Constructing the plot

  • I limited the axes here to not include abundant ions like Calcium or Chloride simply because they aren’t as harmful as heavy metals, which was more interesting to me.
percentile_95_df <-
  filter(df, df$Percentile < 0.1 & df$Percentile > 0)
p_percentile_95 <- plot_ly(
  x = percentile_95_df$Names,
  y = percentile_95_df$Percentile,
  type = 'bar',
  marker = list(color = colors(nrow(percentile_95_df)))
) %>% layout(
  title = "95th percentile concentrations of Heavy Metal PM2.5 in Phoenix",
  xaxis = list(title = "Analytes"),
  yaxis = list(title = "Concentration (ug/cubic meter)")
)

95th percentile plot

95th Percentile Commentary

  • Research Question: Which metals are highest in concentration in the 95th percentile?
  • The highest concentrations this time were found for Titanium, Cerium, Barium, and Zinc.
  • Now these metals will be plotted over the year in order to spot when high values occur.

Wrangling the data for six parameters during the year

  • Define the names of the parameters and remove problematic dates (their values were NA and caused column length errors)
top_six_names <- c(
  "Zinc PM2.5 LC", "Barium PM2.5 LC", "Titanium PM2.5 LC",
  "Cerium PM2.5 LC", "Magnesium PM2.5 LC", "Copper PM2.5 LC")

dates_removed <-
  filter(
    metals_and_ions,
    metals_and_ions$Date.Local != "2021-02-03" &
      metals_and_ions$Date.Local != "2021-03-17"
  )

Wrangling data cont.

  • Use group_by and summarize functions to group the data by day and parameter name, then create a new data frame with average daily concentrations for each parameter.
summarized_df <- dates_removed %>%
  group_by(Date.Local, Parameter.Name) %>%
  summarize(average = mean(Arithmetic.Mean))

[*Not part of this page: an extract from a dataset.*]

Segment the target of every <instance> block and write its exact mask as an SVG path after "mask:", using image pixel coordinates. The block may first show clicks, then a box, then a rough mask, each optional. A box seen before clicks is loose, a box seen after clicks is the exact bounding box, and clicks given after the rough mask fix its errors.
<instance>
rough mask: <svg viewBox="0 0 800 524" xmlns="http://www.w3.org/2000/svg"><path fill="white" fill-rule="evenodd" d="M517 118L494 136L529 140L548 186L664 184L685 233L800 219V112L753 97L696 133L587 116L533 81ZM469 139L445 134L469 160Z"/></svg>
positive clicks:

line_plot_df <- data.frame(Date = unique(summarized_df$Date.Local))


for (name in top_six_names) {
  column <- (filter(summarized_df, Parameter.Name == name))$average
  line_plot_df[word(name, 1)] <-
    c(column, rep(NA, nrow(line_plot_df) - length(column)))
}

Building the Plot

fig <- plot_ly(
  line_plot_df,
  x =  ~ Date,
  y =  ~ Zinc,
  name = "Zinc",
  type = "scatter",
  mode = "lines"
) %>% layout(
  title = "Concentrations of Five Metals during the Year",
  yaxis = list(range = list(0, 0.20),
               title = "Concentration (ug/cubic meter)")
)
fig <- fig %>% add_trace(y = ~ Titanium, name = "Titanium")
fig <- fig %>% add_trace(y = ~ Cerium, name = "Cerium")
fig <- fig %>% add_trace(y = ~ Magnesium, name = "Magnesium")
fig <- fig %>% add_trace(y = ~ Copper, name = "Copper")

Line Plot of Five Metals

Commentary on line plot

  • One of the most interesting findings is the huge spike near New Years and near July 4th. I would attribute this to the use of fireworks.

  • At several points, the trends for several metals match, i.e. spiking at the same time. This could be due to meteorological effects like haboobs kicking up dust and rocks into the air.

  • From what I could find, none of these heavy metals violate the EPA standards for PM2.5 air quality.

  • Concentrations for Magnesium and Titanium seem to be highest across several days during the summer, while Zinc is highest in spring. Cerium seems fairly unstable, reaching negative values frequently during the year. Copper is stable throughout the year.